Governor Roy Cooper announced on Tuesday that he has signed an executive order to stop utilities from being cut off for people who can’t pay.
Electric, gas, water and wastewater services cannot be shut off for the next 60 days.
The executive order also encourages banks not to charge overdraft fees and other penalties.
Cooper announced that the first unemployment benefits are set to be paid this week.
The stay-at-home order says unless people are doing essential things or running essential organizations or businesses, they’re required by law to stay at home.
Local law enforcement agencies say their goal is to get voluntary compliance from people and businesses in the community, but that doesn’t always happen.
Greensboro police say a group of people were participating in a non-essential activity outside A Woman’s Choice clinic in Greensboro on Saturday.
Four of them refused to leave voluntarily and were charged with violating the county’s stay-at-home order.
Three of the individuals continued to refuse to leave and were charged with resist, delay and obstructing a public officer.

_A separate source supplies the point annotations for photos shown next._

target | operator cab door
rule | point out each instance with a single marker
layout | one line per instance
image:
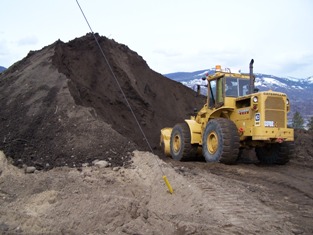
(215, 93)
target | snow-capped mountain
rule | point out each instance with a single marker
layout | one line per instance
(299, 91)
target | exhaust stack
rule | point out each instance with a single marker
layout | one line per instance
(251, 77)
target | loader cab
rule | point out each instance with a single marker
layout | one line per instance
(223, 86)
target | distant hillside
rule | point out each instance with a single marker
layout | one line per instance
(298, 90)
(2, 68)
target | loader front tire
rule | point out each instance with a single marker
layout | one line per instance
(180, 146)
(221, 141)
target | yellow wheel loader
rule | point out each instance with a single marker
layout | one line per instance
(235, 117)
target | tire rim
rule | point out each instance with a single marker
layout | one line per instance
(212, 142)
(177, 143)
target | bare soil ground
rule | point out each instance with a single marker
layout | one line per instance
(61, 110)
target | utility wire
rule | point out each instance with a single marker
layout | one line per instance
(118, 84)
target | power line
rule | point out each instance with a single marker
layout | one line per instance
(119, 86)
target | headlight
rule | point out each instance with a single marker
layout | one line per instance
(255, 99)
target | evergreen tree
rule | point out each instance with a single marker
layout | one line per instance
(297, 121)
(310, 124)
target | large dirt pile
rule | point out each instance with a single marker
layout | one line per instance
(62, 106)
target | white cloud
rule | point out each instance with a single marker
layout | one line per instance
(177, 35)
(28, 41)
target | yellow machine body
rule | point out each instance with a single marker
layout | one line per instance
(260, 117)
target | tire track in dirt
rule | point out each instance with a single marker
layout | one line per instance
(242, 210)
(286, 189)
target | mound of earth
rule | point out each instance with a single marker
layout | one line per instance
(62, 106)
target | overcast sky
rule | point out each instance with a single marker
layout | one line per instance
(172, 35)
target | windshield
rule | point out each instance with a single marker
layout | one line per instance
(235, 87)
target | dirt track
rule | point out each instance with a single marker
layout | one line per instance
(208, 199)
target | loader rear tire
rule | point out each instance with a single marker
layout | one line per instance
(180, 146)
(221, 141)
(275, 153)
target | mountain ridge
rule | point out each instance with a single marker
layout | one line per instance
(299, 90)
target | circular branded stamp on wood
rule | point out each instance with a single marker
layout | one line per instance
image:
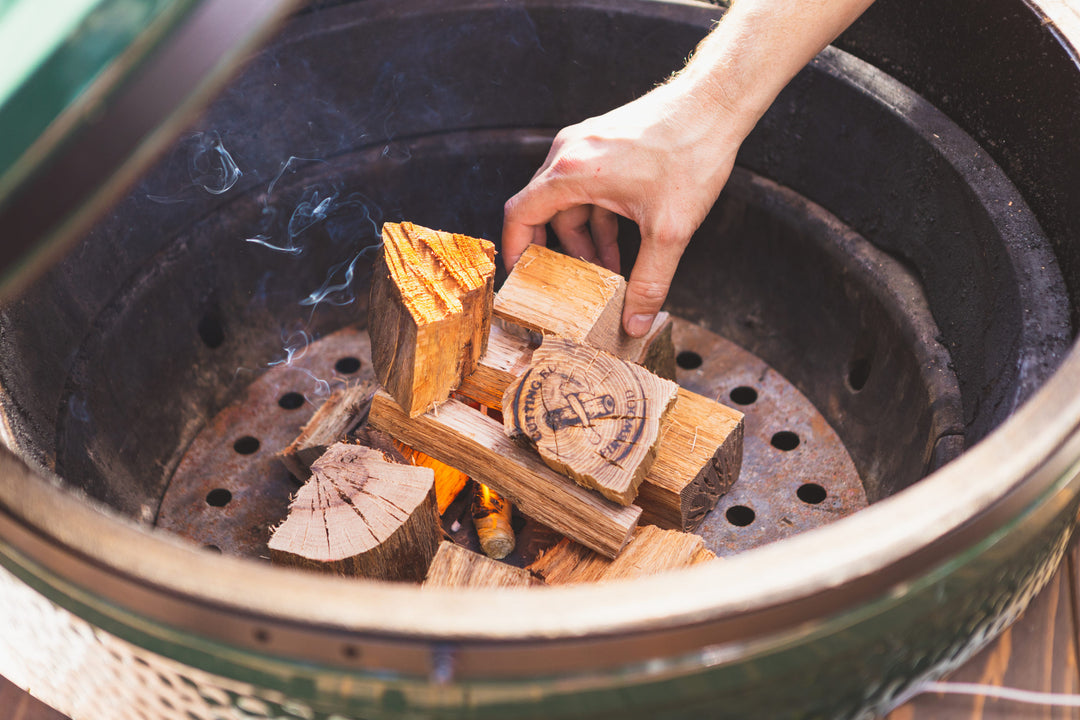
(591, 416)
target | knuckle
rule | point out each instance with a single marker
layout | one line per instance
(649, 291)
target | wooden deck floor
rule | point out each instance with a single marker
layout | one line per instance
(1039, 652)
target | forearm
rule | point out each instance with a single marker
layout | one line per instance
(738, 70)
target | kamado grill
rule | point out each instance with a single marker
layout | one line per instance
(887, 288)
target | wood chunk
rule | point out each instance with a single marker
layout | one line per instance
(698, 458)
(554, 294)
(429, 312)
(658, 355)
(457, 567)
(448, 480)
(361, 515)
(651, 551)
(381, 442)
(491, 516)
(342, 412)
(508, 355)
(591, 417)
(475, 444)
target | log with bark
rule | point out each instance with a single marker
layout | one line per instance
(493, 516)
(553, 294)
(475, 444)
(429, 312)
(361, 515)
(345, 410)
(457, 567)
(591, 416)
(698, 458)
(651, 551)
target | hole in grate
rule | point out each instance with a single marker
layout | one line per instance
(743, 395)
(740, 515)
(211, 330)
(811, 493)
(246, 445)
(859, 374)
(785, 440)
(347, 365)
(688, 360)
(218, 498)
(291, 401)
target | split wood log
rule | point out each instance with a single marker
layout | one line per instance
(508, 355)
(698, 458)
(592, 417)
(476, 445)
(457, 567)
(651, 551)
(448, 480)
(553, 294)
(658, 355)
(342, 412)
(429, 312)
(491, 516)
(361, 515)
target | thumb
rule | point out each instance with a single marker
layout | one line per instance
(648, 285)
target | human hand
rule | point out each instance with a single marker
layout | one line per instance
(660, 161)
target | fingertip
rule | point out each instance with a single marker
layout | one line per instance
(637, 325)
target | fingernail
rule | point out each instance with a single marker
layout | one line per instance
(638, 325)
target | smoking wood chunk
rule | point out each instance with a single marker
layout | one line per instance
(429, 312)
(361, 515)
(651, 551)
(342, 412)
(457, 567)
(698, 458)
(448, 480)
(476, 445)
(553, 294)
(491, 516)
(592, 417)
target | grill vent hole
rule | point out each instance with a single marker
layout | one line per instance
(859, 374)
(811, 493)
(743, 395)
(291, 401)
(347, 365)
(785, 440)
(740, 515)
(218, 498)
(688, 360)
(211, 331)
(246, 445)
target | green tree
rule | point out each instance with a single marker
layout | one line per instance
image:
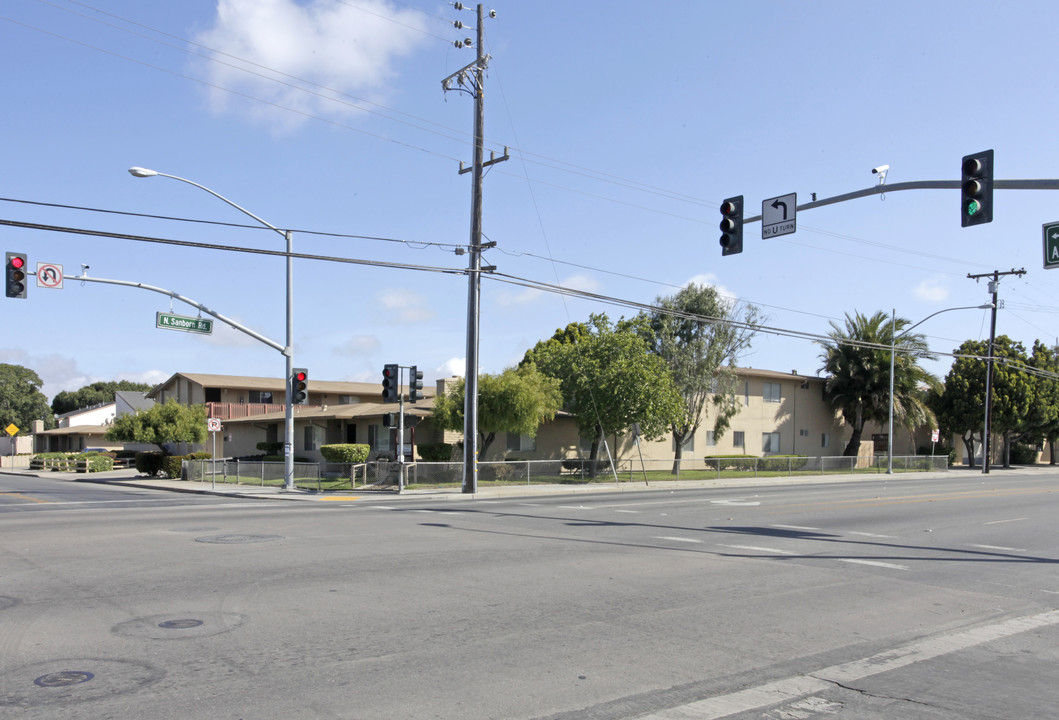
(515, 401)
(857, 361)
(169, 423)
(700, 336)
(610, 379)
(21, 400)
(93, 394)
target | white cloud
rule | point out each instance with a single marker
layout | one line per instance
(405, 307)
(304, 55)
(456, 366)
(931, 290)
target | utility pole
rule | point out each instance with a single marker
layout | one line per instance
(993, 288)
(471, 79)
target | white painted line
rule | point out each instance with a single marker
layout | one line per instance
(877, 563)
(761, 550)
(799, 686)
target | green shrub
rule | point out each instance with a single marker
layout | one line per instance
(435, 452)
(345, 452)
(149, 463)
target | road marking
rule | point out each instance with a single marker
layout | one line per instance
(761, 550)
(877, 563)
(792, 688)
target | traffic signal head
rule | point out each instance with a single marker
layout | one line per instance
(732, 226)
(391, 382)
(975, 190)
(414, 384)
(300, 385)
(15, 270)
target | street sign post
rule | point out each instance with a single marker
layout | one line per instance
(779, 216)
(1051, 246)
(174, 322)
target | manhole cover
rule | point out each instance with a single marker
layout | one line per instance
(237, 539)
(64, 679)
(180, 625)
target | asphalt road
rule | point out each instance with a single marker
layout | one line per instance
(900, 597)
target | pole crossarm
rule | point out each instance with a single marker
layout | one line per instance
(228, 321)
(917, 184)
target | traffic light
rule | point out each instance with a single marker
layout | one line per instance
(975, 191)
(414, 384)
(391, 382)
(732, 226)
(300, 387)
(16, 274)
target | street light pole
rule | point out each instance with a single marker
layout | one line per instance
(288, 351)
(893, 352)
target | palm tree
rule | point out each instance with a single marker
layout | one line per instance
(857, 360)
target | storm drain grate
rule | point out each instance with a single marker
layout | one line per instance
(64, 679)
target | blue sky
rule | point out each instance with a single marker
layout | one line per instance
(627, 122)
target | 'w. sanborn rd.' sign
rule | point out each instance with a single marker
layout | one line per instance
(172, 322)
(1052, 246)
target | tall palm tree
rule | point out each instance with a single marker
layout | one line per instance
(857, 360)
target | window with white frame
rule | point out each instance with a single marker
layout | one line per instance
(771, 392)
(770, 442)
(521, 443)
(313, 437)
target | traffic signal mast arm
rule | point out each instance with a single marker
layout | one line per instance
(271, 343)
(917, 184)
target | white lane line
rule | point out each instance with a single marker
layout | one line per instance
(876, 563)
(756, 549)
(1009, 550)
(792, 688)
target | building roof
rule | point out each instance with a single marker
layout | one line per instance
(276, 384)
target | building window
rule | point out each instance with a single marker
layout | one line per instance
(313, 437)
(521, 443)
(770, 392)
(770, 442)
(378, 437)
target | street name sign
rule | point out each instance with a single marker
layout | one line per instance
(778, 216)
(172, 322)
(1051, 246)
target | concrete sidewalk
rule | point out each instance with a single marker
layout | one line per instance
(131, 479)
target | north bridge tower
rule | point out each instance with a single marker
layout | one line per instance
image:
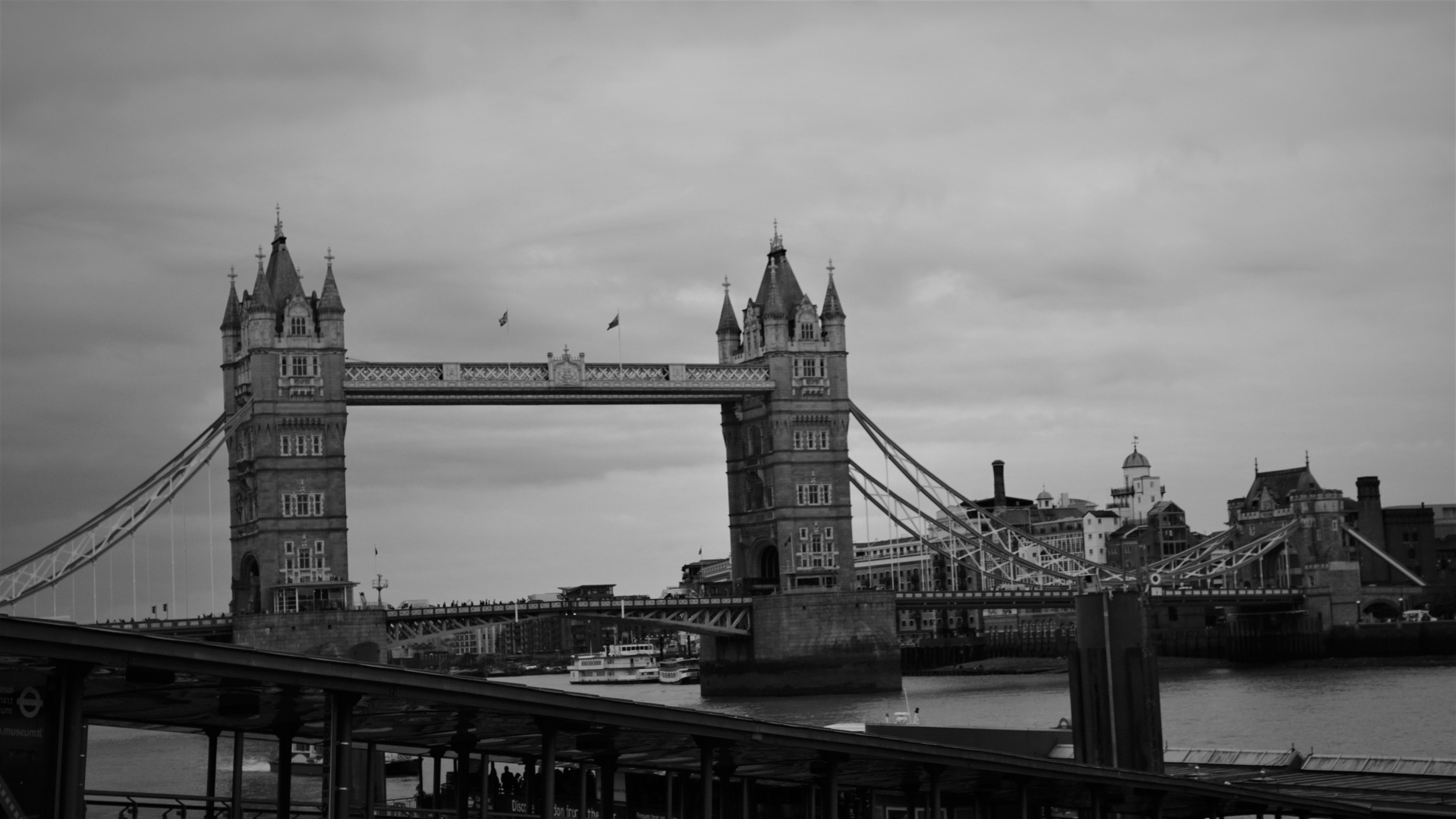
(788, 450)
(283, 350)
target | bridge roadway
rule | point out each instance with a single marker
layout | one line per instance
(558, 381)
(731, 616)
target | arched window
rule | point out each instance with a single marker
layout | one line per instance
(769, 563)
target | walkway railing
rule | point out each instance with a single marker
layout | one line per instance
(133, 805)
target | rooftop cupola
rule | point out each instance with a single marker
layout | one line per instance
(1136, 464)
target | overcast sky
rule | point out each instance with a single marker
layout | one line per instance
(1222, 228)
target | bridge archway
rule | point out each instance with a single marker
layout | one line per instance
(250, 591)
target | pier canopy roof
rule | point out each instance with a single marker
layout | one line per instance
(187, 686)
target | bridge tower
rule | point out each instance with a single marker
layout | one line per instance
(788, 451)
(285, 351)
(790, 508)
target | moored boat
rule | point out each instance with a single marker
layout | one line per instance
(632, 662)
(679, 671)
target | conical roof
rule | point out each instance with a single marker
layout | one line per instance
(727, 322)
(832, 307)
(263, 294)
(329, 302)
(283, 277)
(232, 315)
(779, 288)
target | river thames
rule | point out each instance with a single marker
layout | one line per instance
(1386, 712)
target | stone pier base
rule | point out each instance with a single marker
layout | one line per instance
(809, 642)
(347, 635)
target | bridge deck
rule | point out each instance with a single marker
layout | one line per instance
(559, 381)
(702, 616)
(404, 711)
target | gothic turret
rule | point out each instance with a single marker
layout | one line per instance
(331, 307)
(232, 323)
(730, 338)
(259, 310)
(833, 315)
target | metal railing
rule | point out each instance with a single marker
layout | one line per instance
(130, 805)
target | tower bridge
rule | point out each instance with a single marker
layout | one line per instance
(782, 388)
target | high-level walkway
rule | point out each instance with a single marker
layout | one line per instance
(728, 616)
(558, 381)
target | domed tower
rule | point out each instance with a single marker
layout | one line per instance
(1140, 489)
(285, 351)
(1136, 466)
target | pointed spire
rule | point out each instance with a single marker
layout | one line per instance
(832, 307)
(232, 315)
(329, 302)
(263, 294)
(773, 303)
(778, 274)
(283, 275)
(727, 322)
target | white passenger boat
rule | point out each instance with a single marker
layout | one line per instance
(679, 671)
(634, 662)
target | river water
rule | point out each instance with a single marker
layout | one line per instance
(1385, 712)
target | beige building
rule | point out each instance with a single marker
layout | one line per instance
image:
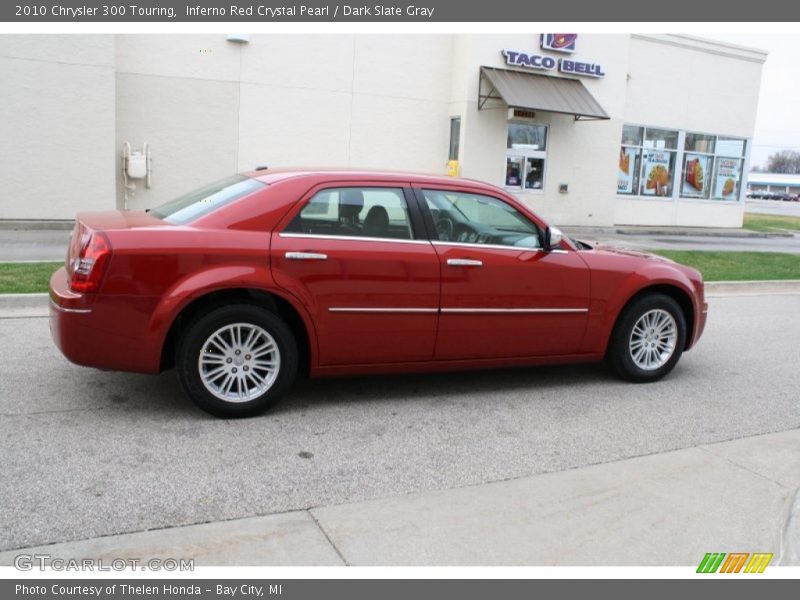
(593, 130)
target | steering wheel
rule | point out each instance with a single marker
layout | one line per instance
(444, 228)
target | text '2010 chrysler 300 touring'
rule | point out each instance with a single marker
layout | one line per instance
(246, 282)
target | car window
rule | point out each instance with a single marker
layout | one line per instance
(355, 211)
(200, 202)
(477, 219)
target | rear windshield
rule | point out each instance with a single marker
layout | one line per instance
(209, 198)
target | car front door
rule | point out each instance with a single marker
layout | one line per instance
(502, 294)
(352, 255)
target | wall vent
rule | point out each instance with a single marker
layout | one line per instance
(520, 113)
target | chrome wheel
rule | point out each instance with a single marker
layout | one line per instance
(653, 339)
(239, 362)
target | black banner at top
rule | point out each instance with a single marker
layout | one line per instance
(395, 11)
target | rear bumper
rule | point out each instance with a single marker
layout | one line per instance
(86, 330)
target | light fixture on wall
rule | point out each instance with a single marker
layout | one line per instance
(136, 164)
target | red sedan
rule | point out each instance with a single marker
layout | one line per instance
(246, 282)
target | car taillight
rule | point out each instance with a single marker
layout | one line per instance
(88, 258)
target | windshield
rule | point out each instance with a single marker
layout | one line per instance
(196, 204)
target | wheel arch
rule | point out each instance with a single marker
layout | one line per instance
(677, 293)
(267, 299)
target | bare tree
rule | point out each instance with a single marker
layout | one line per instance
(785, 161)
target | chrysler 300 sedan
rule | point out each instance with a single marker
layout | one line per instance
(247, 282)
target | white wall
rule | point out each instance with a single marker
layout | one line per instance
(581, 154)
(57, 123)
(209, 107)
(679, 82)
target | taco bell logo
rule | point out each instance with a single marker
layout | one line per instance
(559, 42)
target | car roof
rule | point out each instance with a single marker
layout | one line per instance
(323, 175)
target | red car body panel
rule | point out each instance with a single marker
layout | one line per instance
(157, 270)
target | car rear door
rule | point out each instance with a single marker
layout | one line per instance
(354, 254)
(499, 299)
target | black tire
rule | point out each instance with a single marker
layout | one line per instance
(195, 336)
(620, 356)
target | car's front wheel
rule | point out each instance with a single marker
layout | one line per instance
(237, 360)
(648, 339)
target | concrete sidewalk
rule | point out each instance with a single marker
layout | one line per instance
(663, 509)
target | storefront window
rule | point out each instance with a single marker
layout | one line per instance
(660, 139)
(728, 165)
(526, 152)
(632, 135)
(710, 166)
(646, 161)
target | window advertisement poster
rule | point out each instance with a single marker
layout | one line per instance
(656, 172)
(695, 181)
(627, 165)
(727, 178)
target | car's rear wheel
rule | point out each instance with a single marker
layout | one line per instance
(648, 339)
(236, 361)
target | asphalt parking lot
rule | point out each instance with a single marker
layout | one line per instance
(89, 453)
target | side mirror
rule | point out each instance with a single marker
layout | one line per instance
(552, 238)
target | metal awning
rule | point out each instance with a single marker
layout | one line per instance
(532, 91)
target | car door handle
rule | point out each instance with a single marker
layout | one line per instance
(464, 262)
(306, 256)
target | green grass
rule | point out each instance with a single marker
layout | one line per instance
(769, 223)
(26, 278)
(737, 266)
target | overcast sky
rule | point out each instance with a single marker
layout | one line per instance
(778, 120)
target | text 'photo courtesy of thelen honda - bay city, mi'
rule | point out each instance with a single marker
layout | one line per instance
(249, 282)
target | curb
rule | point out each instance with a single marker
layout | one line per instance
(734, 288)
(580, 231)
(733, 233)
(790, 535)
(24, 305)
(36, 224)
(36, 305)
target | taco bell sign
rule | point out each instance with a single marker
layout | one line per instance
(559, 42)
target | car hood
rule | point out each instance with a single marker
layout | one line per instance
(621, 251)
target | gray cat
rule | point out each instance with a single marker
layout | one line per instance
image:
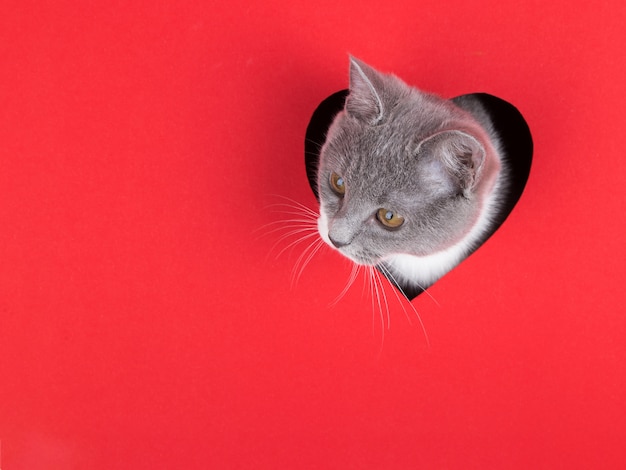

“Our goal is to gain compliance, not to make arrests, so I ask you to please help everyone and help your community by staying at home to reduce the spread,” said Greensboro Police Chief Brian James.
James went on to say only by staying home will we defeat this virus, and it’s the same message Guilford County Sheriff Danny Rogers is trying to drive home in the county.
“Just work at it as much as you can. Work with us as much as you can as well, and continue to focus on not yourself so much, but your neighbor or somebody else. Who are you saving? Who are you helping by not getting so close up on them, or better yet by not violating the policies and procedures that’s been put in place,” said Sheriff Danny Rogers.
If you violate the stay-at-home order during the health crisis you can be charged with a Class 2 misdemeanor.